Les Sorcières de Zagarumidi… non, pardon, de Zugamarudi… Non c’est pas ça, attendez… Zugarramurdi! Voilà, on y est! Les Sorcières de Zugarramurdi (la fonction copier/coller va chauffer) est donc la dernière tournée de l’ami Alex de la Iglesia, un réalisateur particulièrement apprécié dans la crypte toxique. C’est que le vieux Rigs Mordo adore tout particulièrement Le Crime Farpait et Mes Chers Voisins, deux thrillers humoristiques qui gardaient le grand Hitchcock dans le collimateur en apportant un second degré réjouissant qui ne tombait jamais dans la parodie bête et méchante façon Scary Movie et consorts. Et ce n’est bien évidemment pas là le seul film de ce taré d’hispanique à trouver grâce à mes yeux fluorescents (c’est ça de vivre dans une caverne radioactive): Le Jour de la Bête, Mort de Rire, Perdita Durango, Action Mutante et 800 Balles m’avaient, eux aussi, collé une banane digne des repas de King Kong. Mais voilà, après le fabuleux Le Crime Farpait, sans doute son meilleur film, de la Iglesia trébucha légèrement. Une première fois avec un Crime à Oxford qui, tout en étant un film policier fort recevable, s’éloignait de son cinéma habituel, de sa personnalité, pour livrer un produit somme toute assez lambda et peu mémorable.
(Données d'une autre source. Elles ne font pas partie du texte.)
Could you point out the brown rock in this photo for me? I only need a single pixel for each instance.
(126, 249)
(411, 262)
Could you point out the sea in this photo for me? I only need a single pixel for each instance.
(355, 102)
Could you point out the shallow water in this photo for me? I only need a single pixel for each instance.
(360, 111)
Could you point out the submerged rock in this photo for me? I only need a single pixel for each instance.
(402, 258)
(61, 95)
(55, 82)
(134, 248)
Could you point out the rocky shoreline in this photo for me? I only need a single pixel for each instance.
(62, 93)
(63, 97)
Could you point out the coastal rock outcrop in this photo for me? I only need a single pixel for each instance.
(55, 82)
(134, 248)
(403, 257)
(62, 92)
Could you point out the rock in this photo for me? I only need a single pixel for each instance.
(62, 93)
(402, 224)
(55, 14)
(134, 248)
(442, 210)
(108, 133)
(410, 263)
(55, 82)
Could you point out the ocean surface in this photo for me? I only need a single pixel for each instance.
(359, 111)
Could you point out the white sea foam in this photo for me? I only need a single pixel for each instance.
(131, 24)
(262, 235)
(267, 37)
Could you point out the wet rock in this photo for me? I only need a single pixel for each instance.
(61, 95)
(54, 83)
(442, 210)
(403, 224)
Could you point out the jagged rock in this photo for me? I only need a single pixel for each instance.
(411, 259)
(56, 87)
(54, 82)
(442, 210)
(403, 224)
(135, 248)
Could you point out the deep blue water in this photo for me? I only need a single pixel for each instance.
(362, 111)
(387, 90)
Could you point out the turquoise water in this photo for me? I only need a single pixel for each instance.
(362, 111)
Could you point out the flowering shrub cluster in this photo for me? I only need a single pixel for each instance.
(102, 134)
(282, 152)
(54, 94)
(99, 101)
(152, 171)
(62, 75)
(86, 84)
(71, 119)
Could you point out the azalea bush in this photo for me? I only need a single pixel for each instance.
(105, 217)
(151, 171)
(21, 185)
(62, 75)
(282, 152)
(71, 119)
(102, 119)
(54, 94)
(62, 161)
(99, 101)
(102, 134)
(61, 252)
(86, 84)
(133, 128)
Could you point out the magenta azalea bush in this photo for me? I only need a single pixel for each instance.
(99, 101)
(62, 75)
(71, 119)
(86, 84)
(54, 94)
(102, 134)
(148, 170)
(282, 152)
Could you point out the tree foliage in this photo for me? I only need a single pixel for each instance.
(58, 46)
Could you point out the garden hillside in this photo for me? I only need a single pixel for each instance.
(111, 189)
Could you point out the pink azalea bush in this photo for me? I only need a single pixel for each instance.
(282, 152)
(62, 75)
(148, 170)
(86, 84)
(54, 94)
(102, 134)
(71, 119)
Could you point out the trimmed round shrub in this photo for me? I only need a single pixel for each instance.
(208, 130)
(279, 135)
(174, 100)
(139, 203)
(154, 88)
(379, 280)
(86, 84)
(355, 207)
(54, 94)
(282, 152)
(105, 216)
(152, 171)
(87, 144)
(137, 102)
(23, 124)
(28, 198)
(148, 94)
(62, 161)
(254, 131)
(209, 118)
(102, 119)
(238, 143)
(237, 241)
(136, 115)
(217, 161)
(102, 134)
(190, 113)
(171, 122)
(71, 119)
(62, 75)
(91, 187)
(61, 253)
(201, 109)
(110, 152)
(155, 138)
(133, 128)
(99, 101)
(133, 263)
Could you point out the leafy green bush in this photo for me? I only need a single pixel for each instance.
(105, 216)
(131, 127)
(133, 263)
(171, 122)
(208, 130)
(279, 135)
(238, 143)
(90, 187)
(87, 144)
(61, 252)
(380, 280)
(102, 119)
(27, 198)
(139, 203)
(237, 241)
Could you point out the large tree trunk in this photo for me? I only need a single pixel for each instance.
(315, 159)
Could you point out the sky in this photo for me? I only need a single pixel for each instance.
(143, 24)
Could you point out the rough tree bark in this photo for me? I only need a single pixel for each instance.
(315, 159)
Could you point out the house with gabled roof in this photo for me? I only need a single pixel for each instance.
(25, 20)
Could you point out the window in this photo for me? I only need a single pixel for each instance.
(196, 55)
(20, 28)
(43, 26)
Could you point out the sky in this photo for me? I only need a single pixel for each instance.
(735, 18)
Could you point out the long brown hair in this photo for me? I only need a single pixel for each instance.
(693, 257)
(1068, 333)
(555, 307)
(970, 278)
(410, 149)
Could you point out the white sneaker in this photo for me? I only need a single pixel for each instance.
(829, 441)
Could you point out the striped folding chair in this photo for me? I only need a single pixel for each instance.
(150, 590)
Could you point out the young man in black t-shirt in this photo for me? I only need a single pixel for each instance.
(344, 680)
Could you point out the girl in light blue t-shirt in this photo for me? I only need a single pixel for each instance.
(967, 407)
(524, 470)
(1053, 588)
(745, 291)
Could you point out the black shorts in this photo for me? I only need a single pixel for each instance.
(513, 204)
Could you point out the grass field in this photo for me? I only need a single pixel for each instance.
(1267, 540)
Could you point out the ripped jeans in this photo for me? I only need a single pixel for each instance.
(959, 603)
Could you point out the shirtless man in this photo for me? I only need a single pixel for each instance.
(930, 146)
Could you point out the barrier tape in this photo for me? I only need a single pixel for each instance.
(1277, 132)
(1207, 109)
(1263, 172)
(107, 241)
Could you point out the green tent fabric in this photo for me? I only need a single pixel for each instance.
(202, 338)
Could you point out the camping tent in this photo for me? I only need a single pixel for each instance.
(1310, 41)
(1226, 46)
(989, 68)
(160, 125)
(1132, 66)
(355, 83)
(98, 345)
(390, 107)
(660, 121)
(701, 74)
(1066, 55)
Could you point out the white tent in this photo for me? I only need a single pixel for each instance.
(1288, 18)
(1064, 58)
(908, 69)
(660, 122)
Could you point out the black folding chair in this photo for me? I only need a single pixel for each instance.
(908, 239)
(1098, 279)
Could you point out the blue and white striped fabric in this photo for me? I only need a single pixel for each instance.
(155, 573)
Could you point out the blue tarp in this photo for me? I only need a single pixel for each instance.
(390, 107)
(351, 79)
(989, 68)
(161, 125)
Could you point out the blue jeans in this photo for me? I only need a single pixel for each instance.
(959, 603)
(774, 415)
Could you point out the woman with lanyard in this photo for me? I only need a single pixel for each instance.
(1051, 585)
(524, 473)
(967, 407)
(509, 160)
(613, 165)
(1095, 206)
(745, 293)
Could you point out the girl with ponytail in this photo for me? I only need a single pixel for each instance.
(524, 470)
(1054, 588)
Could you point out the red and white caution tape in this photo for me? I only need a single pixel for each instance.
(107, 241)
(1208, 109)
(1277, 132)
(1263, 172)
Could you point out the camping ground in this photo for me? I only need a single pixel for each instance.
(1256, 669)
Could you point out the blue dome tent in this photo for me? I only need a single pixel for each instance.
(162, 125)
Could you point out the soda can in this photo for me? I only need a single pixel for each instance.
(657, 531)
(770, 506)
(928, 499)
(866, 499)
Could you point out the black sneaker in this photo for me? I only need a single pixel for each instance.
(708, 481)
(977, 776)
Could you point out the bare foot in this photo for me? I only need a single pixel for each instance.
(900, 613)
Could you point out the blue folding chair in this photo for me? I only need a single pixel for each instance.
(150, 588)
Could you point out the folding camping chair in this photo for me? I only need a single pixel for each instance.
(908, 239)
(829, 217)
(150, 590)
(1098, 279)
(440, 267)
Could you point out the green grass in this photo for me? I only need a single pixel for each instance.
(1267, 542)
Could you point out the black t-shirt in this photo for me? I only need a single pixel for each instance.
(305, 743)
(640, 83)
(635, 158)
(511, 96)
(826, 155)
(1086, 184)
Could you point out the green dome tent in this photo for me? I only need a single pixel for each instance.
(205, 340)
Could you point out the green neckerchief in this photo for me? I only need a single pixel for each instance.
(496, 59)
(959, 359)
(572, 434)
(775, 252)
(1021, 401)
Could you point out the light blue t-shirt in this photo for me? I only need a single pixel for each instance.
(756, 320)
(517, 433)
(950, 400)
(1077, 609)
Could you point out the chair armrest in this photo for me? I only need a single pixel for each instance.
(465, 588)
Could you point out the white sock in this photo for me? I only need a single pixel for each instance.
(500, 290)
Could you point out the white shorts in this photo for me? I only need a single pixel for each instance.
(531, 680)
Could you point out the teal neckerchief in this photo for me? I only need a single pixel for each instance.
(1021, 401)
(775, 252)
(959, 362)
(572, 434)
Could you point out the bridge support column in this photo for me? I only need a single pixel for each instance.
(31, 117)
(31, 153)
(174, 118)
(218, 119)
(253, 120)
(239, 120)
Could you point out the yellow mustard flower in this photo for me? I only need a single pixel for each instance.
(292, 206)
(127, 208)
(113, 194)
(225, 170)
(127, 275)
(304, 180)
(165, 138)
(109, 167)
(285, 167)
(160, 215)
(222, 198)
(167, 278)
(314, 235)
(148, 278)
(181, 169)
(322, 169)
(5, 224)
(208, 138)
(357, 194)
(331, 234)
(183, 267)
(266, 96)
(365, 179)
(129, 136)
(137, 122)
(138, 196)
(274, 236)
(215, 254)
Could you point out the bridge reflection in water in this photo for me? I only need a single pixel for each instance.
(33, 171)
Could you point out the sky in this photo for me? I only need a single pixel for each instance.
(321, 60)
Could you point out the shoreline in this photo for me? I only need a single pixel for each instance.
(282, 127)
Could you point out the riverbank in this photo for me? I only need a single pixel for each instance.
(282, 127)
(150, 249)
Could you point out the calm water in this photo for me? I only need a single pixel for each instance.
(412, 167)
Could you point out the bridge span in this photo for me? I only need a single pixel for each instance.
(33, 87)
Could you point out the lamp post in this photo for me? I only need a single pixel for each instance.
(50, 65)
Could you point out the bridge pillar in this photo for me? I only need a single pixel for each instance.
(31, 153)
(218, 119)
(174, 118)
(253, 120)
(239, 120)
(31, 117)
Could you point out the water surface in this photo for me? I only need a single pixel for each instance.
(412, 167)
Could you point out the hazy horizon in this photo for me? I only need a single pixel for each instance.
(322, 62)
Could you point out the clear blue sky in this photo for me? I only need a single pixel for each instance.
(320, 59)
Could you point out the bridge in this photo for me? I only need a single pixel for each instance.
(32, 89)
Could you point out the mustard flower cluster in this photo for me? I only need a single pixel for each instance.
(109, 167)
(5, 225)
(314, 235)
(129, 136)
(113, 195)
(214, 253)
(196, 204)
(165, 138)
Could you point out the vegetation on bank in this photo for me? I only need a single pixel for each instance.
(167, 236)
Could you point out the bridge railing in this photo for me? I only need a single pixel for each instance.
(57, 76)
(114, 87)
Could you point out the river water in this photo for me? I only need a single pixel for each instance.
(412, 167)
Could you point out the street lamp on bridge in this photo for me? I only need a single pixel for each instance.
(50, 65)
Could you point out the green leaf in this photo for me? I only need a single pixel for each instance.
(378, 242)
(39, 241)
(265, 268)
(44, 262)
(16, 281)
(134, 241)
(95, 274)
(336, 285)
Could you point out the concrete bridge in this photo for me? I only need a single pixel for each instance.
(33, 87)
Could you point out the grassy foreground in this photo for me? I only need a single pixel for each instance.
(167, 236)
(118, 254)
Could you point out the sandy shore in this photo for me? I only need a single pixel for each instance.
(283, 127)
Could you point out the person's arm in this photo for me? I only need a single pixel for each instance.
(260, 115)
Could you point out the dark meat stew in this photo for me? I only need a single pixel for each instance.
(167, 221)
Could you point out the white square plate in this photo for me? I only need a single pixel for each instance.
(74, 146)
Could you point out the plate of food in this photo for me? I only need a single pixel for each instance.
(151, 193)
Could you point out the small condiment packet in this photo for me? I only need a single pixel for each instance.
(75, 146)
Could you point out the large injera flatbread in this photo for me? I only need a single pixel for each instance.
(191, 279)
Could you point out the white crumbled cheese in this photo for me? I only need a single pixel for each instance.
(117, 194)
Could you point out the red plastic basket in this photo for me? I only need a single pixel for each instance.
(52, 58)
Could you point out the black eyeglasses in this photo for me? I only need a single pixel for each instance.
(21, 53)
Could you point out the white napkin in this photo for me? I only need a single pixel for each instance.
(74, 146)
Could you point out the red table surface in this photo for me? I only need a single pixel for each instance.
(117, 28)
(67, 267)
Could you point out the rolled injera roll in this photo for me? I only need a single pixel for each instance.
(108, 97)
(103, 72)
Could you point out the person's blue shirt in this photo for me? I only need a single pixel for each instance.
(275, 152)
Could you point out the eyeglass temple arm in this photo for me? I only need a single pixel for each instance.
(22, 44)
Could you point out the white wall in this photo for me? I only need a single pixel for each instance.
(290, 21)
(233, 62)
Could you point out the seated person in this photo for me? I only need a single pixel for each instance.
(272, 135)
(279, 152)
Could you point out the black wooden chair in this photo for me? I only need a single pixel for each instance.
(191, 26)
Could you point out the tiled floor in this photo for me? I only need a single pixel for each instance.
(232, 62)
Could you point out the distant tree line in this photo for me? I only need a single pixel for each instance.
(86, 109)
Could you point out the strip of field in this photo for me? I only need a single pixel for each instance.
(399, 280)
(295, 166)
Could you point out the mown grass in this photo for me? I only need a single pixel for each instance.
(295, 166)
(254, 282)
Et si Balada Triste retrouvait la folie inhérente à son style, c’était pour verser dans une noirceur à la limite du déprimant, ce qui n’en fait bien évidemment pas une mauvaise bande, le film est d’ailleurs fort bon, mais il ne correspondait peut-être pas aux attentes que j’en avais, peut-être trop concentrées sur sa période « comédie noire » alors qu’il me proposait une noire comédie principalement dramatique. Quant au plus discret Un Jour de Chance, je ne peux tout simplement rien en dire puisque je n’en ai pas vu une seconde… Le cinéaste subissait de toute évidence une mauvaise passe, rendu colérique et mortifié par un divorce douloureux (il peut monter un club avec David Fincher à ce niveau). Mais cette mauvaise énergie, il semble avoir décidé de la transformer en joyeuse furie pour son dernier opus, qui traite à sa façon (c’est-à-dire avec frénésie) des relations entre les hommes et les femmes.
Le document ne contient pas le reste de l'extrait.